Eurochem is owned by Andrei Melnichenko, an oligarch-sized figure with an interesting history of ownership of such assets as Conversbank and the MDM banking group; and interesting ambitions to build a global fertilizer empire. Acron, owned by Vyacheslav Kantor, sought backing from Prime Minister Vladimir Putin to become a preferred consolidator of fertilizer companies just after the global trade crash destroyed both commodity demand and share prices.

Of the buyers of Phosagro’s production outside the group itself, Eurochem ranks first, with 12%; Acron second, with 8%; and Yara of Norway with almost 5%.

Melnichenko may be a threat, according to the prospectus. “The Group’s management believes that its key global competitors in the export phosphate rock markets are OCP (Morocco) and GCT (Tunisia). The Group’s management believes that it has no competitors in the Russian phosphate rock market as the only other Russian producer of phosphate rock is EuroChem, which currently consumes internally most of the phosphate rock that it produces and currently does not sell phosphate rock to third parties in Russia. Nevertheless, the Group’s management believes that EuroChem will become the Group’s competitor in the Russian phosphate rock market once EuroChem starts selling its phosphate rock in Russia.”

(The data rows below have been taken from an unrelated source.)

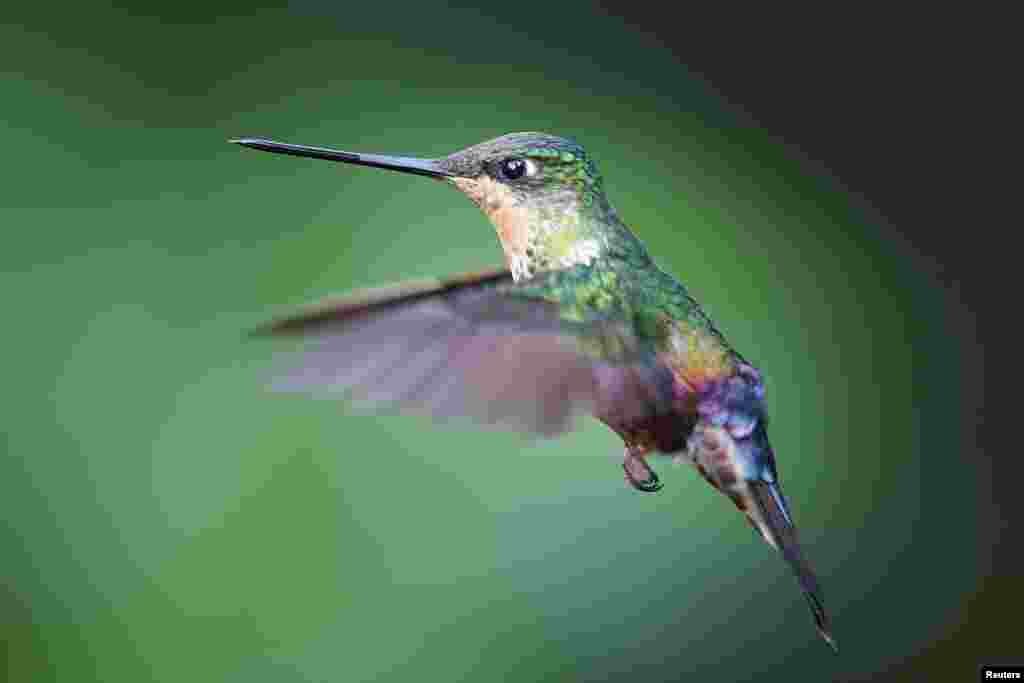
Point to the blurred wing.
(477, 346)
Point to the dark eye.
(513, 169)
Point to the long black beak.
(428, 167)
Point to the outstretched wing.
(525, 355)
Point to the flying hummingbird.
(581, 321)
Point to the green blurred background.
(168, 519)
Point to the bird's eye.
(513, 169)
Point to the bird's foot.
(639, 475)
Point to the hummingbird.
(579, 321)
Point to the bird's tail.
(766, 508)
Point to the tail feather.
(771, 518)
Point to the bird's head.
(543, 194)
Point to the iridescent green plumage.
(582, 322)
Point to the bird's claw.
(650, 484)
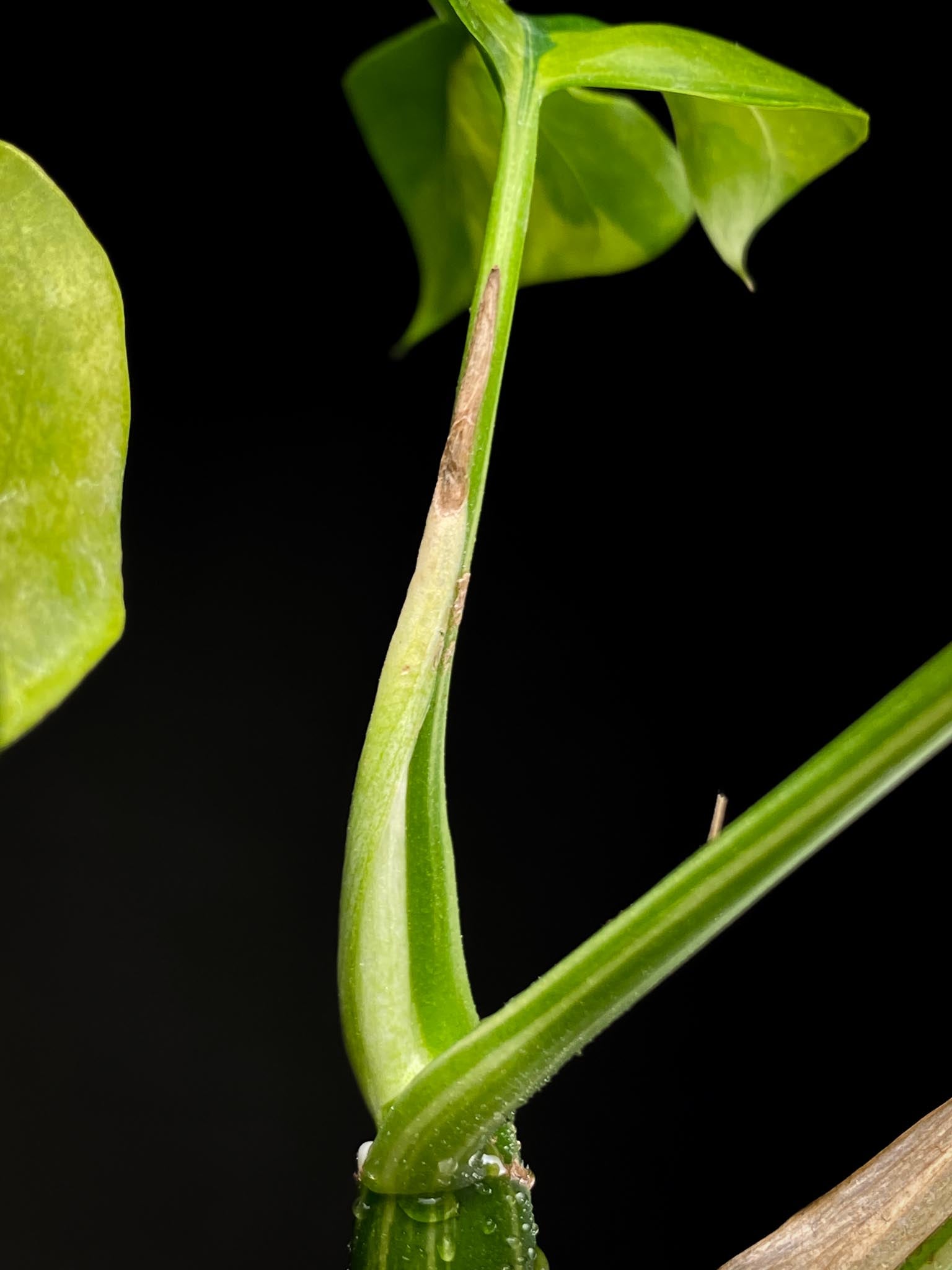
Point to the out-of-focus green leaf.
(751, 133)
(64, 425)
(610, 191)
(465, 1094)
(936, 1254)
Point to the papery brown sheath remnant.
(878, 1217)
(454, 479)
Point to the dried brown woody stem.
(874, 1220)
(454, 479)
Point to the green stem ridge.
(469, 1090)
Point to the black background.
(733, 546)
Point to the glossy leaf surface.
(610, 190)
(752, 134)
(465, 1094)
(64, 425)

Sibur, the state-owned spinoff from Gazprom of nitrogen byproducts, including nitrogenous fertilizers, has announced publicly that it is thinking of buying a chunk of the Phosagro IPO. This looks like a revival of Sibur’s ambition to build a state-run empire of all fertilizers, including the mineral type (phosphates and potash), as well as the gas byproducts.

According to this chart of Pohagro’s group structure, Sibur holds 28.1% of the voting shares in Cherepovwetsky Azot, Phosagro’s nitrogen fertilizer outlet. Rashid Nureyev, the Sibur spokesman, was asked to say what size bloc of shares Sibur is aiming to acquire in Phosagro, and whether the acquisition is viewed as a step on the road to eventual merger. He didn’t reply.

How Phosagro trades is suggested by this disclosure: “In 2008, 2009 and 2010, sales through Ameropa and Mekatrade accounted for 95.6 per cent., 85.5 per cent. and 81.1 per cent., respectively, of the Group’s Phosphate-Based Fertilisers export sales, and 61.0 per cent., 62.1 per cent. and 55.9 per cent., respectively, of the Group’s Phosphate-Based Fertilisers total sales, based on sales volume. No other trader or customer accounted for more than 5 per cent. of the Group’s Phosphate-Based Fertilisers total sales in 2010.” Ameropa is a privately owned outfit based in Switzerland; Mekatrade is just as private, and based in Singapore. The prospectus admits the risk that if there were to be a deterioration in Phosagro’s relationship with both or either one, this “could have a material adverse effect on the Group’s business, results of operations, financial condition and prospects.” What indirect or protective relationship Phosagro may have in either Ameropa or Mekatrade isn’t known, if any. Ameropa’s website says it trades methanol, grains, and fertilizers from Russia.

When Phosagro first announced in May its IPO mandate, it listed several banks which do not appear this week on the masthead of the prospectus. Timur Belov, the Phosagro spokesman, was asked to say why Deutsche Bank, Morgan Stanley, Bank of America Merrill Lynch, BNP Paribas, and VTB all appear to have dropped out? Belov replied: “Will the new article be as biased as the previous one?”